Delilah asintió, pero no dijo nada.
«¡Monstruo!».
Su respiración se volvió superficial, entrecortada.
Se dejó caer lentamente en el borde de la cama, con una mano yendo inconscientemente a su vientre.
Su lobo interior se agitó con inquietud, ya no triunfante, ya no burlón…
solo cauteloso.
«Nos usó», susurró.
«Usó nuestro cuerpo.
Igual que Wesley».
Delilah tragó saliva, tensando la mandíbula mientras la ira reemplazaba a la conmoción.
—No —murmuró en voz alta—.
Él no va a descartarme.
Levantó la mirada, que se endureció.
Si Miles creía que ella era prescindible, la había subestimado gravemente.
Y si un hijo era ahora parte de la ecuación, lo quisiera él o no…, entonces el juego había cambiado.
Se enderezó, alisando su vestido con cuidado deliberado.
—Nadie —dijo en voz baja a la habitación vacía— me dice qué borrar.
«¡Sí!
Lucharemos contra esto —su lobo interior siente esperanza—.
Necesitamos un plan».
—Sí, y tengo uno en mente.
Se movió rápido, sin querer pasar ni un minuto más en la mansión de Miles.
Se sentía asqueada y la ira creció rápidamente.
La traición de hombres que usaban su cuerpo y la herían repetidamente.

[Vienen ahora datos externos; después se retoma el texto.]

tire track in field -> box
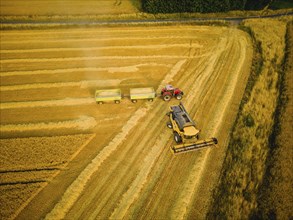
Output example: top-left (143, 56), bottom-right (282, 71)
top-left (114, 34), bottom-right (226, 219)
top-left (1, 25), bottom-right (213, 40)
top-left (0, 79), bottom-right (122, 91)
top-left (101, 38), bottom-right (216, 219)
top-left (82, 34), bottom-right (221, 219)
top-left (46, 60), bottom-right (186, 219)
top-left (0, 62), bottom-right (170, 77)
top-left (1, 35), bottom-right (205, 46)
top-left (1, 43), bottom-right (203, 53)
top-left (1, 54), bottom-right (206, 64)
top-left (0, 116), bottom-right (97, 134)
top-left (173, 30), bottom-right (246, 219)
top-left (0, 97), bottom-right (96, 110)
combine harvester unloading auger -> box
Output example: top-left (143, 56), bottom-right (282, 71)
top-left (167, 102), bottom-right (218, 154)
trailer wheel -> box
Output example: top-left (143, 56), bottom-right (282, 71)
top-left (176, 93), bottom-right (182, 100)
top-left (167, 122), bottom-right (173, 129)
top-left (163, 95), bottom-right (171, 102)
top-left (174, 132), bottom-right (182, 143)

El frío de la noche le pinchaba la piel mientras caminaba hacia la gran puerta de la mansión de Miles.
Miró a su alrededor, pero no vio el coche de siempre con el chófer que se suponía que la llevaría a casa.
—¿Ese cabrón espera que me vaya a casa andando?
¡Increíble!
Buscó el teléfono en su bolso mientras bajaba por las calles, esperando ver al chófer.
—¡Delilah, sube!
Se oyó una voz familiar.
Su cuerpo se giró de inmediato y vio a Wesley en un coche, mirándola fijamente.